Anyone who's taken this recently — how dense is the Schedule B vs HTS code section? That's another area where I keep second-guessing myself. The concepts aren't hard but the exam-style phrasing throws me off on practice questions.
Also wondering whether doing the NASBITE CGBP makes sense alongside this or if that's overkill for someone already working in export compliance full time.
If you're hitting 74-76% consistently I'd say schedule it and use the next 10 days drilling customs classification specifically. That section has some tricky questions around Schedule B vs HTS codes that are worth a focused pass.
Took it 4 months ago and passed with 77% on the first try. AES and USPPI questions were definitely on there — probably 8-10 questions worth. The EAR vs ITAR overlap you mentioned was the section that required the most re-reading for me too.
The CGBP covers overlapping territory but goes much broader into trade finance and global marketing — neither of which shows up on the CE at all. Finish the CE first and then decide if the broader scope is worth it for where you want to go professionally.
Just passed last month so this is fresh. Honestly, 5 weeks at 2 hours a day sounds like plenty for most of the material, but the EAR/ITAR/BIS overlap is genuinely confusing and it tripped me up too until I stopped trying to memorize each regulation separately and started thinking about it as "who controls what and why." EAR is Commerce and covers dual-use, ITAR is State and it's strictly military/defense, BIS enforces EAR. Once that clicked the questions got a lot easier.

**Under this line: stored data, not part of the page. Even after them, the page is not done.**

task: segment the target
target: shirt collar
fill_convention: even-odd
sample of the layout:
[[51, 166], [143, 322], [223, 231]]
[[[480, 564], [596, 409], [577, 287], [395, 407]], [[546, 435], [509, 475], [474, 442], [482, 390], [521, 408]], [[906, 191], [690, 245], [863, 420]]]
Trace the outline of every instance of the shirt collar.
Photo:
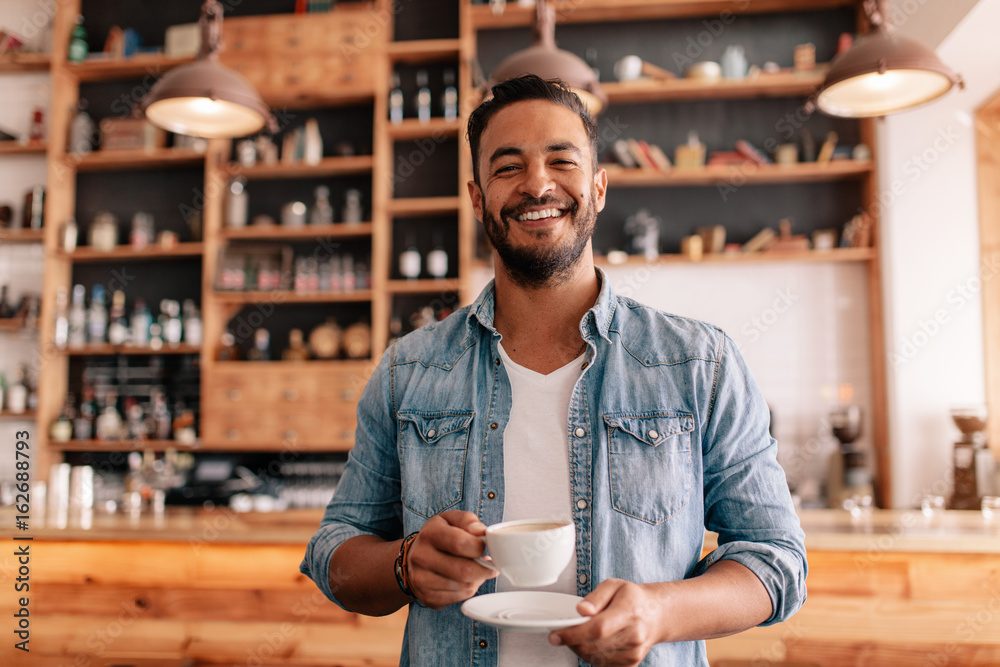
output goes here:
[[[611, 342], [608, 337], [608, 330], [611, 328], [611, 318], [615, 314], [615, 304], [617, 303], [617, 297], [614, 291], [611, 289], [611, 282], [608, 280], [608, 276], [604, 273], [604, 270], [595, 267], [597, 271], [597, 277], [601, 281], [601, 289], [597, 295], [597, 301], [594, 305], [583, 315], [583, 319], [580, 320], [580, 333], [586, 335], [587, 333], [599, 334], [602, 338]], [[476, 333], [477, 325], [482, 325], [488, 331], [495, 333], [496, 328], [493, 326], [493, 315], [496, 309], [496, 281], [491, 280], [483, 291], [480, 292], [479, 298], [472, 304], [469, 308], [469, 314], [467, 319], [467, 324], [469, 328], [469, 334], [474, 335]]]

The thing that actually made the difference for me was doing practice questions on export control scenarios specifically, not just reading the rules. You'll see a fact pattern and have to figure out which regime applies, and that's where people lose points. Don't just know the definitions, know how to apply them to a situation. Customs classification felt hard too until I drilled harmonized tariff schedule lookups over and over. You're probably closer than you think.
I failed my first attempt and honestly it was the EAR/ITAR overlap that got me too. What I didn't realize until after was that I'd been studying them as separate topics when the questions are designed to test exactly where they blur together. Second time around I spent two full weeks just on that gray zone, specifically BIS jurisdiction versus State Department jurisdiction, and it clicked way faster than I expected once I stopped treating them like different subjects.
Five weeks at two hours a day sounds about right if you're drilling the hard stuff, not just reviewing what you already know. The customs classification questions tripped me up because I wasn't practicing with actual Schedule B codes, I was just reading about the process. That's the gap. If Incoterms and trade docs feel solid, don't waste more time there. Shift everything you've got into the export controls section and make sure you can work through scenarios, not just definitions. That's what the exam actually tests.